- Observed by: Anti-sex work feminists
- Date: October 5
- Next time: October 5, 2026
- Frequency: annual

= International Day of No Prostitution =

Awareness day held and recognised by people against sex work

International Day of No Prostitution (IDNP) is an awareness day celebrated to oppose the practice of sex work. First observed in 2002, the event takes place annually on the 5th of October.

==History==
The IDNP was first observed in 2002; during its inaugural year, events were held to recognise it in the San Francisco Bay Area of California, and Melbourne, Victoria.

In 2005, the University of the Philippines Institute of Human Rights and the Asia-Pacific chapter of the Coalition Against Trafficking in Women (CATW) organized an IDNP event at which they discussed the Anti-Trafficking in Persons Act of 2003. In 2008, there was an IDNP candlelight vigil in Phoenix, Arizona; a second such vigil took place again in 2010 in the same location, with some of the city's leaders and some former sex workers amongst the participants.

Also in 2010, CATW observed IDNP by opposing the decision in Bedford v. Canada to strike down Canada's anti-sex work laws.
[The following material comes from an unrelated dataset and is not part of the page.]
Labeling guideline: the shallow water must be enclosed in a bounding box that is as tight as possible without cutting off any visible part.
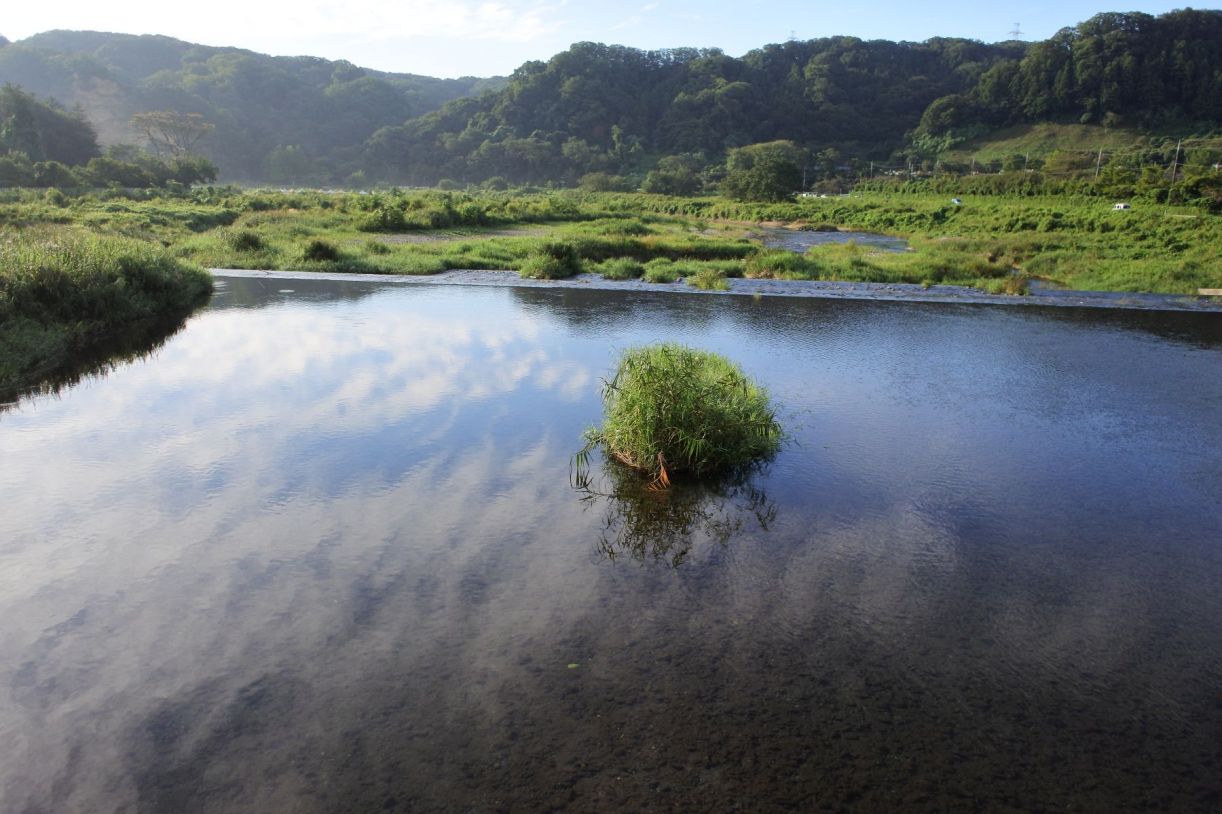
[0,277,1222,812]
[763,227,908,254]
A group of former human trafficking victims and former sex workers in Canada also opposed the striking down of these laws, picketing a courthouse in downtown Toronto, Ontario in recognition of IDNP.

In 2011, People Working Against Prostitution, an organization in the Philippines, expressed disappointment that the Cagayan de Oro city council did not host any events in recognition of IDNP.